About this time last year, China Economic Review was planning a telecom story to roughly coincide with the issue of the next generation 3G mobile licenses.
"They’ll come in the first quarter of 2006," people were saying, sending the Hong Kong share prices of Chinas Mobile, Unicom, Telecom and Netcom into a frenzy.
Needless to say, the licenses were not forthcoming and the peak and trough in the telecom stock prices was merely the first in a series of expectation-followed-by-disappointment fluctuations.
And now we discover that China has launched the world’s first 4G standard while its 3G counterpart still sits in the blocks. Apparently, the 4G "FuTURE Project" – which allows data transmission at 100 megabytes per second – will soon start trials running to 2010.
And then what? Will this standard eventually see the light of a commercial day?

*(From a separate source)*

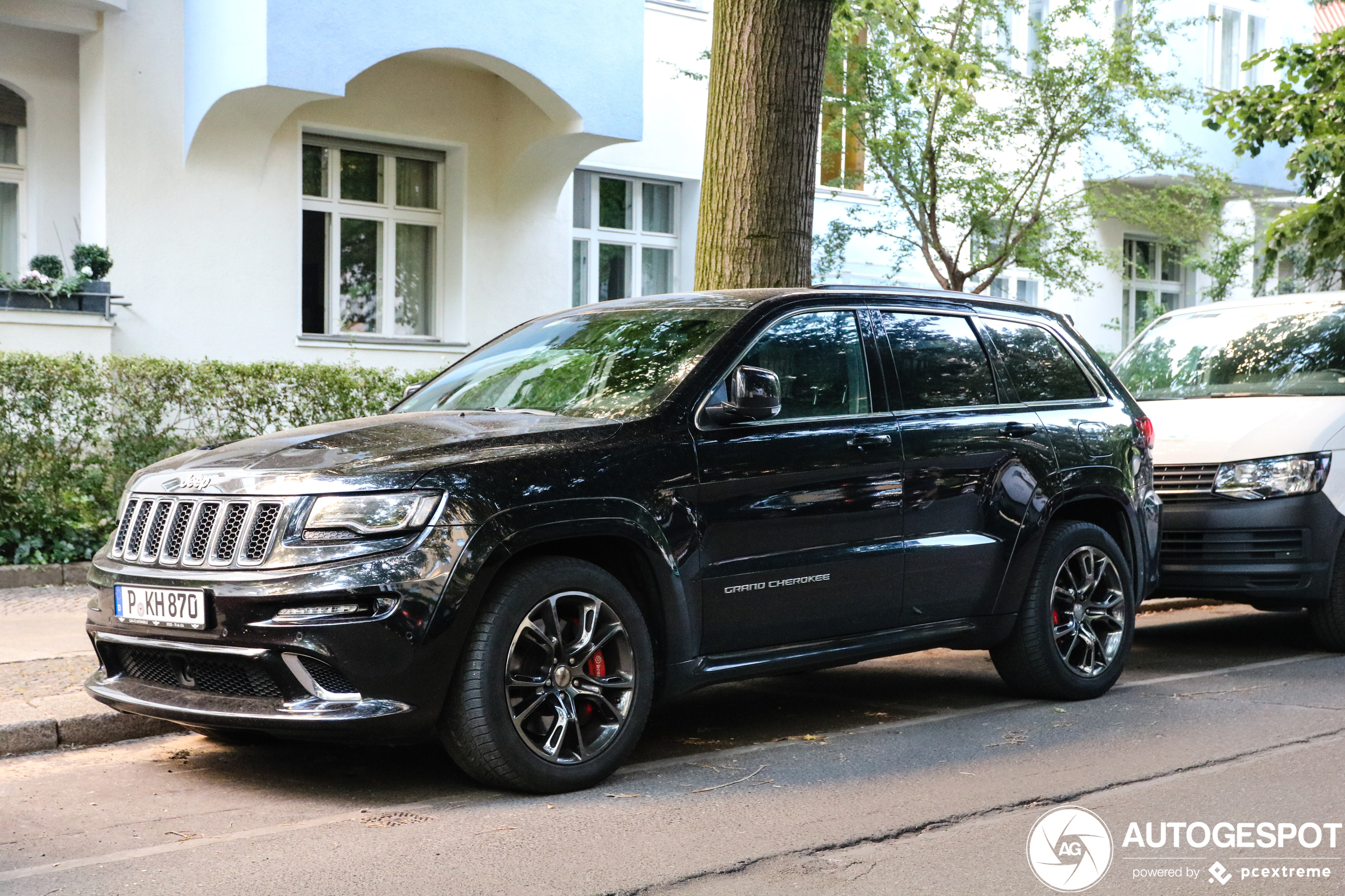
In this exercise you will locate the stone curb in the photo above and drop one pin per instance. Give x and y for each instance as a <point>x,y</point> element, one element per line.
<point>69,719</point>
<point>34,574</point>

By most accounts, 3G has been delayed due to problems with TD-SCDMA, China’s homegrown version of the telecom standard. Apparently the kinks are now ironed out and it is ready for deployment – and it can compete with the established 3G standards WCDMA and CDMA2000.

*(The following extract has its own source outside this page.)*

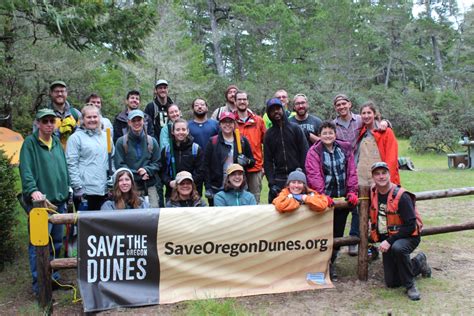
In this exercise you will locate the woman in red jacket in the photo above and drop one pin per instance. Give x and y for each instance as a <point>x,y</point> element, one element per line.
<point>375,145</point>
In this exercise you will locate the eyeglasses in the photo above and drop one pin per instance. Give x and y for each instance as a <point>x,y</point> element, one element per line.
<point>50,121</point>
<point>300,103</point>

But is this really the point? China cannot allow TD-SCDMA to fail due to the political and financial capital that has been shoved behind it. White elephant or not, someone is going to be landed with the dubious honor of carrying this national technological torch.
It’s quite possible that the continued delays in the issuing of licenses is not so much driven by system hiccups as fierce lobbying by the telecom operators over who doesn’t get TD-SCDMA.
What does this mean for 4G? The risk is it will simply be a repeat performance of 3G – a standard that came to the market hopelessly late because it was developed behind closed doors, away from the commercial forces that should direct its evolution.